Knowing how much to pay for a voice over is not always easy to work out. The web has many places where voice overs can be hired and voice over rates vary greatly.
With many things in life, you kind of know what price you need to pay for things, for example… a sandwich, a new TV, a new car etc. The competitive market and laws of supply and demand make this information easy to find for many types of products and services as there are usually many companies offering the same or similar product.
With voice talent, the price varies considerably as each voice over has their own unique characteristics and industry experience. As a rule of thumb, you would pay much more to hire a known TV celebrity voice over than you would to use the services of a lesser known voice talent working in their home studio.
As the entry to market is now much lower for voice overs to kit out a home studio, there are more voice-overs looking to win pitches than ever before. Many voice over jobs are on a quote by quote basis and there seems to be little in the way of price lists for having a voice over recording made. Information on where to go and who to trust for prices is increasingly difficult to discern from web searches.
Like everything in life, you get what you pay for.
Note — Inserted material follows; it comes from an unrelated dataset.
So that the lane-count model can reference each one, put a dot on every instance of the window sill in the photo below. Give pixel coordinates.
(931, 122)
You can get a quote from numerous reverse auction style sites, where you get hundreds of voiceovers pitching for the job… but at the end of the day, reliability and quality should be more important than price in my opinion.
Voice over quotes are often defined by various factors including whether they use there own studio or hire one, whether they are delivering a raw, dry or fully produced audio with music and sound effects or their position and experience in the voice over industry… for more information on this topic please see this previous post >
Also, are you asking per page, per word count or by the finished duration of the audio? All very difficult to gauge and difficult to quantify.
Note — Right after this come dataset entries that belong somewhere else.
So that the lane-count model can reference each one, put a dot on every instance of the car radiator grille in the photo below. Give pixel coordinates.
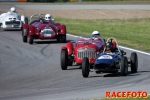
(86, 53)
(13, 22)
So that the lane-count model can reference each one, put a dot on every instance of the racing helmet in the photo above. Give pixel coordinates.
(109, 46)
(47, 17)
(12, 9)
(95, 35)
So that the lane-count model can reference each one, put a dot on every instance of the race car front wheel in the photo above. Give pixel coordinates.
(85, 67)
(26, 20)
(63, 38)
(134, 62)
(30, 39)
(124, 66)
(63, 59)
(24, 38)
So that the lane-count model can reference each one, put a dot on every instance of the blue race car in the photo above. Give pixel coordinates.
(111, 60)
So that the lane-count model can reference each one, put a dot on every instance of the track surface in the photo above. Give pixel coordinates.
(32, 72)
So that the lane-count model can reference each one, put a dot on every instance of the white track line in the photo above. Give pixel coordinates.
(122, 47)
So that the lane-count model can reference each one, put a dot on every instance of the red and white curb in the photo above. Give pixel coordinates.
(142, 52)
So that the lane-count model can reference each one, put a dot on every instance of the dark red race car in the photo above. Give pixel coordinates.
(40, 28)
(83, 47)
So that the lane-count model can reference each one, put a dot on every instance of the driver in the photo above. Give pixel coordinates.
(110, 47)
(95, 35)
(48, 17)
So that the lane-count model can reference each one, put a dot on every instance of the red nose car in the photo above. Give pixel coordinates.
(83, 47)
(39, 28)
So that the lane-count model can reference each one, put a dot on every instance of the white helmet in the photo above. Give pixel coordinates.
(47, 17)
(12, 9)
(95, 35)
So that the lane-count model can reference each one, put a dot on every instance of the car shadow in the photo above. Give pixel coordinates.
(50, 42)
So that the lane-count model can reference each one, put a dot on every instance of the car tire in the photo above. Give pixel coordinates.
(24, 37)
(134, 62)
(58, 39)
(31, 39)
(26, 20)
(85, 67)
(63, 38)
(124, 66)
(63, 59)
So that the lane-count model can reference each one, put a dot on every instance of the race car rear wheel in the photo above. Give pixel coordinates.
(63, 38)
(31, 39)
(134, 62)
(26, 20)
(63, 58)
(124, 66)
(24, 35)
(85, 67)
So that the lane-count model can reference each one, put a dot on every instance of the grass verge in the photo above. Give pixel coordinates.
(133, 33)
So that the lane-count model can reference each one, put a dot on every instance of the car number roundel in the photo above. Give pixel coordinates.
(105, 57)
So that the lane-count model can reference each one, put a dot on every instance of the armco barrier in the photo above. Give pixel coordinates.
(13, 0)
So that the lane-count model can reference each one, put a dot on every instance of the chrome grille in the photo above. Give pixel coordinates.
(86, 52)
OK, here is my really simple secret to pricing voice over jobs.
Personally, I like to be able to calculate the cost from the number of words in the script. Granted, I am not a voice-over, but I do work with a team of professional voice overs and I like to work on a win, win, win basis.
- The client needs to get a fair price – Win 🙂
- The voice over needs to be paid fairly – Win 🙂
- The audio producer needs to receive fair pay for the editing and production – Win 🙂
Saying it will last about 20 minutes, or it is 10 pages is not very useful. Pages can have anything from 300-700 words on them depending on font size and margin size. And the duration of the audio can vary depending on the editing and the speed of the narrator. Also, the narration of a page can take anything from 3 – 7 minutes depending on the content.
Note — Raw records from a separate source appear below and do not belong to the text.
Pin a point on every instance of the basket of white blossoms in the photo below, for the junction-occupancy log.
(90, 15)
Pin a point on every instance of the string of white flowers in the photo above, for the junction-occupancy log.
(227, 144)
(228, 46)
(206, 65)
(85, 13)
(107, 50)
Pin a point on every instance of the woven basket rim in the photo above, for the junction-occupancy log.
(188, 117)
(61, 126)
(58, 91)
I find the best way is to quote based on seeing the script and word count. This way you should always get the job done to the quality you expect and for the price you expected to pay. Likewise, the voice over and audio producer will be happy with their share of the income. Win, Win, Win!
With the exception of 30 second adverts and very small jobs, I think it is always a good idea to send your script or at least provide a word count for an estimated price.
This is based my experience, but perhaps you have had experience with this too? I look forward to any comments you wish to share.